Fuses, or combines, dissimilarity objects in a very flexible way to
create a single dissimilarity object that incorporates the separate
dissimilarities. In analogue matching, we may wish to combine
information from two or more proxies, such as diatoms and cladocera,
or from biological and chemical or physical data in the case of
matching modern samples.
The function can also be used to fuse dissimilarity objects created
from a single data set but using different dissimilarity
coefficients. In this way one could create a new dissimilarity object
combining dissimilarity based on abundance data and presence absence
data into a single measure.
fuse
uses the method of Melssen et al. (2006) to combine
dissimilarities. The dissimilarities in each dissimilarity object are
scaled so that the maximum dissimilarity in each object is 1. The
scaled dissimilarity objects are then weighted according to the
supplied weights.
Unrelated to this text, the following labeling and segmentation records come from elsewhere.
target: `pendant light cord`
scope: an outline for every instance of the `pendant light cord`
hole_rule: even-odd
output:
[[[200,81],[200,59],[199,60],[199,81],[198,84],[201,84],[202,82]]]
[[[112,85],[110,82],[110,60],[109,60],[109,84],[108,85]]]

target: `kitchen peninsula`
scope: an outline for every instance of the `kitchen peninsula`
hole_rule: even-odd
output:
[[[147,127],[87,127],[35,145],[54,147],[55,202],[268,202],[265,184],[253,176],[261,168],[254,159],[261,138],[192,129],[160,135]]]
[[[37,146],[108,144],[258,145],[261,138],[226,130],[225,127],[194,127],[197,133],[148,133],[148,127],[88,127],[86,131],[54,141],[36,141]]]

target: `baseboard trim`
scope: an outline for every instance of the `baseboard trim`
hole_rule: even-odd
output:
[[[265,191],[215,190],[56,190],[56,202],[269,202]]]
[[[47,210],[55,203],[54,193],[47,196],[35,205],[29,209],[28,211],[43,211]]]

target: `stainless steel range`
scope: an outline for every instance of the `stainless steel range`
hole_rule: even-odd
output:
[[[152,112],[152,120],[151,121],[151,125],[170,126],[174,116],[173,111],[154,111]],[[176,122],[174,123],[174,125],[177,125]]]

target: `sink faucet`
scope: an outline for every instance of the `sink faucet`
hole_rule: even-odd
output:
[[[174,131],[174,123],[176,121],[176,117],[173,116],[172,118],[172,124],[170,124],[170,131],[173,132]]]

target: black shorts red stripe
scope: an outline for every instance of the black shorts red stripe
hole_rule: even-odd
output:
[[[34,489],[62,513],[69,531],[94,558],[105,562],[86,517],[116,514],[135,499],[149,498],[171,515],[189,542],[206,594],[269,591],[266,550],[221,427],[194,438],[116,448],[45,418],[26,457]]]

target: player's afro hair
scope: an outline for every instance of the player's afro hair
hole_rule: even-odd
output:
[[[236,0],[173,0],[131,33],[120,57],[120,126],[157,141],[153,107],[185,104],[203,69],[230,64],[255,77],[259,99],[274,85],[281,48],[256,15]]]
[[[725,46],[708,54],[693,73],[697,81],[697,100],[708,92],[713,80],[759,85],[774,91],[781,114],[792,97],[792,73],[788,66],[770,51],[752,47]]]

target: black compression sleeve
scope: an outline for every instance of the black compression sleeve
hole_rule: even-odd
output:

If no weights are supplied (the default) the
dissimilarity objects are weighted equally; weights = rep(1/N,
N)
, where N
is the number of dissimilarity objects fused.
$$D_{fused}(j, k) = \sum_{i = 1}^N w_i D_{ijk}$$
where \(D_{fused}(j, k)\) is the fused dissimilarity
between samples \(j\) and \(k\), \(w_i\) is the weight
assigned to the \(i\)th dissimilarity object and
\(D_{ijk}\) is the dissimilarity between \(j\) and
\(k\) for the \(i\)th dissimilarity object.